Availability > Functionality > Performance!
Performance
tuning is a continuous process in any database
environments. Many organizations spend more time and resources on tuning the
database than on the original development because of data growth and usage on
top of a poor database design. 80% of performance issues can be avoided with a
proper database design. In addition, developing SQL code is very different from
developing front-end applications code and middle-tier components.
The SQL code developed by front-end or middle-tier experts can often be
optimized depending on the transparency of the code. Finally, there is a
lot of requirement and necessity for optimizing databases when the volume of
operations grows and the application that worked great with 5-10 users and
100-200GB no longer lives up to tera bytes of data and 1000s of users'
expectations (Scalability). Yes as all of us aware scalability is
the root cause.
A
common place where most people like to start tuning databases is tuning the
Server/Database configuration. Generally, Most developers that are unhappy with
the application performance will demand adding resources like more cpu and
memory to the server and reconfiguring the dynamic configuration parameters.

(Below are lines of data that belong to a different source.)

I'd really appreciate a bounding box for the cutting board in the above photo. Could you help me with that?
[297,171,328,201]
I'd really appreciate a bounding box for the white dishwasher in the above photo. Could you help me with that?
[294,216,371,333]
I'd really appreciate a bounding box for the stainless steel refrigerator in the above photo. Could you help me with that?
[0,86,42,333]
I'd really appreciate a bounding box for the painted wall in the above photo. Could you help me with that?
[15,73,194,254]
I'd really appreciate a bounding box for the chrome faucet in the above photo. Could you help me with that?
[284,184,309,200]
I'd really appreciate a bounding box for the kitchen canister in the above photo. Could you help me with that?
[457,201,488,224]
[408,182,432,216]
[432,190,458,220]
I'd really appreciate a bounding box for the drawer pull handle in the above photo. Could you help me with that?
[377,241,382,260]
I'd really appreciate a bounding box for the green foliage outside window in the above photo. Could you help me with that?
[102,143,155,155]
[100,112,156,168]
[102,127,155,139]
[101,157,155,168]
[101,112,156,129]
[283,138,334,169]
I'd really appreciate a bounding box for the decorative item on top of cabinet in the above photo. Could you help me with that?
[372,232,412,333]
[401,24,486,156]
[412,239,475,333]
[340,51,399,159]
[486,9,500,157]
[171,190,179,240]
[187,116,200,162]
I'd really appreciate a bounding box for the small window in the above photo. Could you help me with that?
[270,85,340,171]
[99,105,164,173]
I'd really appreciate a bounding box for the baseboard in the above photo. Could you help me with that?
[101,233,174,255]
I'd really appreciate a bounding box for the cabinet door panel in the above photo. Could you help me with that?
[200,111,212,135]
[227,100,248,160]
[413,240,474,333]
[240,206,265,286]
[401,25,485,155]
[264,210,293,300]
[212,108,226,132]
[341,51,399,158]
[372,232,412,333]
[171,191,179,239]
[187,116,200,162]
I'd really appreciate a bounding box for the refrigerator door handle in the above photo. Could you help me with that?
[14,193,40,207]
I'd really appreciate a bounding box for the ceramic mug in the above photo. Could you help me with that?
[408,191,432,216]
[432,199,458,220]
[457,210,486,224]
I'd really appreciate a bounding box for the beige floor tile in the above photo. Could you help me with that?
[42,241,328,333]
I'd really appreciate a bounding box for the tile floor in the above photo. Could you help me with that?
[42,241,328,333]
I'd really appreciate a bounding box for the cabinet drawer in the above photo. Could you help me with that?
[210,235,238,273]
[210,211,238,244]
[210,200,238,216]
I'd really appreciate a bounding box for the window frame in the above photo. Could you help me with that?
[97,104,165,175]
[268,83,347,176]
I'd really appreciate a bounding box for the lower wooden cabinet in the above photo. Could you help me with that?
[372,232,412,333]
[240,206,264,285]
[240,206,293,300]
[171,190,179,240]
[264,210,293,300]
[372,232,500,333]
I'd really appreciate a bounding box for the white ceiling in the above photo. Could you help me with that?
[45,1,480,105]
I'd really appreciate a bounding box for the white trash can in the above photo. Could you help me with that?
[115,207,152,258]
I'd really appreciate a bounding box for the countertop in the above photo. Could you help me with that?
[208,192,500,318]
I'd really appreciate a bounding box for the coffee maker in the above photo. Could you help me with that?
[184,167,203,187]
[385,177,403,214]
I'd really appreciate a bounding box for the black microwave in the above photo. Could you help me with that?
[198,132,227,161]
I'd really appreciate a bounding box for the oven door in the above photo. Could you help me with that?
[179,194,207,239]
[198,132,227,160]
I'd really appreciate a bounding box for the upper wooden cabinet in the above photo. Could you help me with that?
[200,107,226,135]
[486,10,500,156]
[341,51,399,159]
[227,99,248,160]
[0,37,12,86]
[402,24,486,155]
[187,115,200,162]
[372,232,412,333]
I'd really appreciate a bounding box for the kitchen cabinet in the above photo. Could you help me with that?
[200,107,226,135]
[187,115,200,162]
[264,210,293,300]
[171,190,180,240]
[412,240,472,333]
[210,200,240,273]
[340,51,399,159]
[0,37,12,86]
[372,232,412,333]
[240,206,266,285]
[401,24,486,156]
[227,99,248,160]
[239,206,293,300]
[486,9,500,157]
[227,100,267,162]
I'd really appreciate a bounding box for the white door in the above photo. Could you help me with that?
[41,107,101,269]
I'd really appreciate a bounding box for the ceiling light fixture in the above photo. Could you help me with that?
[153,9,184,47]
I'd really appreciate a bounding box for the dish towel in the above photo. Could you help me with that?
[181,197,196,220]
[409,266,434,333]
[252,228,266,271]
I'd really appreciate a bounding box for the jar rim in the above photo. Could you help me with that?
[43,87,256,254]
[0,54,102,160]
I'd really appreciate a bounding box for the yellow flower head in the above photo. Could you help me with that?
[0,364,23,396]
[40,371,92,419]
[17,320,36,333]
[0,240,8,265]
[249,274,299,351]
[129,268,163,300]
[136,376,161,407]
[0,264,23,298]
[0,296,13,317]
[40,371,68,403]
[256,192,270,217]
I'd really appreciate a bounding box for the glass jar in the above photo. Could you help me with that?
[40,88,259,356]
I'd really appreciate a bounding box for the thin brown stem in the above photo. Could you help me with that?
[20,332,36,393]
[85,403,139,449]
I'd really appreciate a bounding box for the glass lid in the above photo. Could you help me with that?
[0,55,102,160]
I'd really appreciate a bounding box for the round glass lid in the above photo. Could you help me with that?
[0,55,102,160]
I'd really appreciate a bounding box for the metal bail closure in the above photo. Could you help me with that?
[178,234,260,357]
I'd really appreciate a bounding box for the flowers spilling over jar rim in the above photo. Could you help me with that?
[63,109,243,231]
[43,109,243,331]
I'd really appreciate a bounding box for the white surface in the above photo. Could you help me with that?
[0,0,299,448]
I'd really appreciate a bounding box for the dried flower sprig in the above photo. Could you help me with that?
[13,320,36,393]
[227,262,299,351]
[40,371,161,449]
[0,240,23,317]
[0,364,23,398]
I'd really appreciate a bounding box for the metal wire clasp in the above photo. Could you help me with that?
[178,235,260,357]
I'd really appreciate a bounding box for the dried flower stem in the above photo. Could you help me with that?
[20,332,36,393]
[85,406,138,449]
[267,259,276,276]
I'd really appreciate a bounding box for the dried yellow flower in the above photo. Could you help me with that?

But, extending the memory and adding more cpus or keep on changing
configuration parameters will only help optimizing the performance up to a
certain point. In other words, if you keep adding memory and do not tune the
application or the sql code in any other way, you will reach the point where
additional memory or re-configuration produces marginal or no performance
improvement.
It is
also important to realize that improvement in one area often means compromising
others. If you can optimize 90% of the critical queries by slowing down the
performance of other 10% it might be well worth of your time. Sometimes you can
improve the performance of online transactions by increasing the response time
with the expense of reducing concurrency or throughput. Therefore it is
important to determine the application performance requirements. If
we improve the performance of selects obviously we compromise DML
statements/transactions (may be like adding additional indexes).
It is
common to spend more time identifying the cause of the problem then actually
troubleshooting and fixing it. If all other areas of application are working
properly and you can be sure there is a problem with the database code, then
you need to investigate your code modules and decide which one is causing
problems. Many times improvement in only one stored procedure or trigger can
fix most of the issues with its replicating/cascading performance by reducing
locking/blocking.
The Optimizer of the
PostgreSQL database engine takes a query and finds the best way to execute it.

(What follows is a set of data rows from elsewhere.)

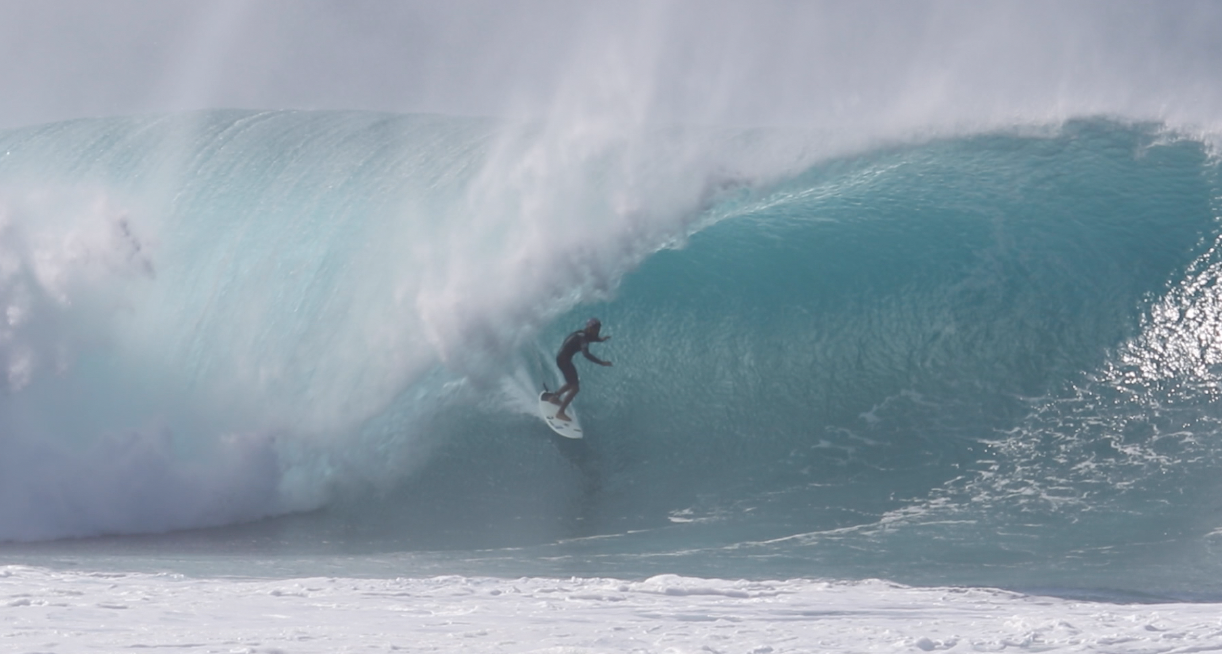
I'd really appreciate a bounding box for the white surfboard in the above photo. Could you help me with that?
[539,391,582,439]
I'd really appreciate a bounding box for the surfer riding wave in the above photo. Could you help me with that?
[543,318,611,422]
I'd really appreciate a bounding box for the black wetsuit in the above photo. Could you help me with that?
[556,329,606,385]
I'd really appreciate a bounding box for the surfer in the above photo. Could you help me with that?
[543,318,611,422]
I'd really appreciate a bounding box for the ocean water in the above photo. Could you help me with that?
[0,111,1222,652]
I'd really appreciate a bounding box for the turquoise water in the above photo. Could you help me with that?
[0,112,1222,598]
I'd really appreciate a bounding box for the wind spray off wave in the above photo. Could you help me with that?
[0,112,757,539]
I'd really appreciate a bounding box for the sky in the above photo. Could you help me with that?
[0,0,1222,128]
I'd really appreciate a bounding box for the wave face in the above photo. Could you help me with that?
[0,112,1222,595]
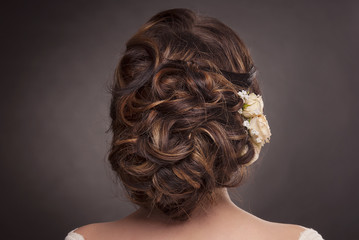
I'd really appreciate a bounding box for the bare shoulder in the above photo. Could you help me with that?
[265,222,306,240]
[75,220,128,240]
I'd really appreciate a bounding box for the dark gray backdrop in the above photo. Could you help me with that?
[0,0,359,240]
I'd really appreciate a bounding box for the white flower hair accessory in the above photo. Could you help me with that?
[238,90,272,165]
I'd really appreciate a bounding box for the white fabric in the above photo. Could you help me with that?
[299,228,324,240]
[65,228,324,240]
[65,228,85,240]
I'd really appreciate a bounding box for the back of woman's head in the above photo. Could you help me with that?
[109,9,268,220]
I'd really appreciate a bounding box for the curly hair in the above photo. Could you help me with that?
[108,9,260,220]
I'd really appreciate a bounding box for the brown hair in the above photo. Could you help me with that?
[108,9,260,220]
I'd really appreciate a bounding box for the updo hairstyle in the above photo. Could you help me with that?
[108,9,260,220]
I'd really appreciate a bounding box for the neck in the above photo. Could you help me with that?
[134,188,239,224]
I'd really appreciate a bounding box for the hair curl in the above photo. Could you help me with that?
[108,9,260,220]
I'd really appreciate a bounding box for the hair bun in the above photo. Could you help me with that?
[108,9,259,220]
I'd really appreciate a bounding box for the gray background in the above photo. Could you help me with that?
[0,0,359,240]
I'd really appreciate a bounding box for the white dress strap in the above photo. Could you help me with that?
[299,228,324,240]
[65,228,85,240]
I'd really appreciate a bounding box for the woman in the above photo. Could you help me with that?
[66,9,322,240]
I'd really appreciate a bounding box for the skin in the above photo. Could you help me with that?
[75,189,305,240]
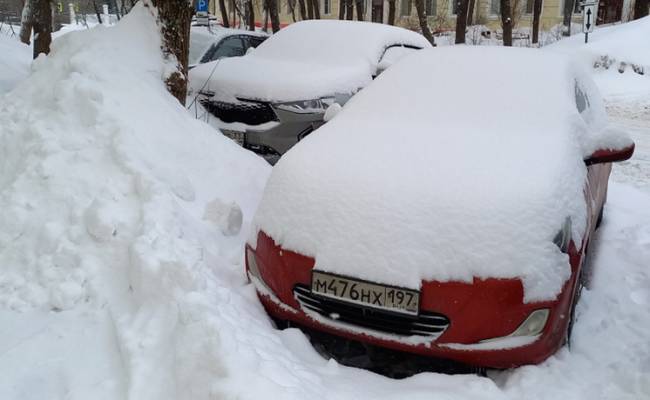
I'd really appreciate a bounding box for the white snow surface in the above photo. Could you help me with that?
[0,8,650,400]
[250,47,630,301]
[0,32,32,95]
[190,20,431,101]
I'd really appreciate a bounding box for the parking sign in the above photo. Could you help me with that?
[196,0,208,13]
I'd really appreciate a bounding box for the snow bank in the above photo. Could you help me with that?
[251,47,630,301]
[0,33,32,95]
[0,6,269,400]
[190,20,431,102]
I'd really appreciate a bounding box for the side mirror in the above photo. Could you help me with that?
[585,143,634,165]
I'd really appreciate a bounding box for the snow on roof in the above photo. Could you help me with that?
[190,20,431,101]
[248,47,629,301]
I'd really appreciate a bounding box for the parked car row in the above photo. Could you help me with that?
[191,21,634,368]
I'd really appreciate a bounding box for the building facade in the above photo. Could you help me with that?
[210,0,633,32]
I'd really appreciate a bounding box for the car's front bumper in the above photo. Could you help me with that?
[246,233,573,368]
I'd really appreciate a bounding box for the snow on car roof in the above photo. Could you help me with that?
[190,20,431,101]
[249,46,628,301]
[189,26,268,65]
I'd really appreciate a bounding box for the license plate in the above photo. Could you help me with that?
[221,129,245,146]
[311,271,420,315]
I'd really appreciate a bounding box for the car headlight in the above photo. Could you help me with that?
[553,218,571,253]
[510,308,549,336]
[273,97,334,114]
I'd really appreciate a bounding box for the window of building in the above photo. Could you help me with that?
[400,0,412,17]
[323,0,332,15]
[425,0,437,15]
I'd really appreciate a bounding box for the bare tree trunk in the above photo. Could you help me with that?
[356,0,364,21]
[298,0,307,21]
[266,0,280,33]
[345,0,354,21]
[246,0,255,31]
[456,0,469,44]
[501,0,512,46]
[388,0,395,25]
[20,0,36,44]
[533,0,542,44]
[467,0,476,25]
[91,0,102,25]
[634,0,650,19]
[32,0,52,58]
[311,0,320,19]
[562,0,576,36]
[143,0,194,105]
[415,0,436,46]
[219,0,230,28]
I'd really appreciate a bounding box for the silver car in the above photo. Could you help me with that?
[190,20,431,164]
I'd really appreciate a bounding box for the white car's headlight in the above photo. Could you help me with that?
[273,97,334,114]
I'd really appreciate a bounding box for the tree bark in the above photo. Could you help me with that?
[246,0,255,31]
[266,0,280,33]
[500,0,512,46]
[298,0,309,21]
[32,0,52,58]
[311,0,320,19]
[388,0,395,25]
[345,0,354,21]
[355,0,364,21]
[562,0,576,36]
[415,0,436,46]
[533,0,542,44]
[143,0,194,105]
[219,0,230,28]
[20,0,36,45]
[634,0,650,19]
[456,0,469,44]
[467,0,476,25]
[92,0,102,25]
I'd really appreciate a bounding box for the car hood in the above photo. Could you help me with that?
[189,53,375,103]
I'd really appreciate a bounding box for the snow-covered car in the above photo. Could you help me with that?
[189,26,268,68]
[190,20,431,161]
[246,47,634,368]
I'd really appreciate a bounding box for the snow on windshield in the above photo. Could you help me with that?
[247,48,629,301]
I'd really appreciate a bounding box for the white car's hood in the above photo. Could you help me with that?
[190,54,375,103]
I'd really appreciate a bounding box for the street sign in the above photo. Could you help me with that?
[582,2,596,33]
[196,0,208,14]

The optimization is done based on the statistics and available indexes for a
view or a table. The optimized plan stays in effect until the statistics are updated
or the query changes. So vacuuming frequently and rightly is crucial for
Optimizer choosing optimal query plan.
Carefully considered
indexes, built on top of a good database design, are the foundation of a
high-performance PostgreSQL configuration. However, adding indexes without
proper analysis can reduce the overall performance of your system. Insert,
update, and delete operations can take longer when a large number of indexes
need to be updated.
What to
observe - high level (We have many more ... :) Here top 5:
- Server error logs
- OS error logs
- Configuration files
- Workload pattern
- Peak hours and Off-peak Hours processes
What to
set/configure - high level (We have many ... :) Here top 5:
1. shared_buffers
Most important parameter
which Caches frequently accessed data in memory blocks also known as Cache hit
ratio. This parameter allows PostgreSQL to read data from memory instead
of Storage disk, which can speed up query execution significantly.
Recommended value
: 15%-25% of Total RAM
2. work_mem
Defines the amount of
memory used for internal sort operations and hash tables before writing to
disk. Insufficient memory allocation can lead to slower query performance
as Sort operations are used for order by, distinct, and merge join operations.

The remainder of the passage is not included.